Abstract

This chapter reviews the learning and accumulated research evidence that has developed over the last 40 years or so with regard to crime prevention, community safety, and urban security. It begins by tracing the historic emergence of the modern ‘preventive turn’, its evolution and institutionalization within the UK, across successive waves of development. In doing so, it highlights three broad periods of change which are characterized as: the ‘early years’ of innovation and experimentation (from the late 1970s to the early 1990s); the period marked by ‘expansion and elaboration’ informed by infrastructure building and the opening up of crime prevention to incorporate wider features of community safety and perceptions of insecurity (the late 1990s to 2010); and ‘fragmentation and retrenchment’ marked by austerity and the rise of vulnerability as an organizing focus for service provision (2010 to the present).

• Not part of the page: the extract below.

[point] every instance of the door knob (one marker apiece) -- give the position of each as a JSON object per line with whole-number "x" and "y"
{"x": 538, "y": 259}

It situates the British experience in the wider context of Europe with a particular focus on urban policies, city-level strategies and delivery through multi-sectoral partnerships. This comparative framing helps to understand the particular British experience, its development, trajectories, persisting fault-lines and future challenges. Consideration is given to some of the recurring challenges that feature both across time and across jurisdictions. In particular, the question of institutional responsibility for prevention and the dissonance between the research knowledge base and contemporary policy and practice are explored.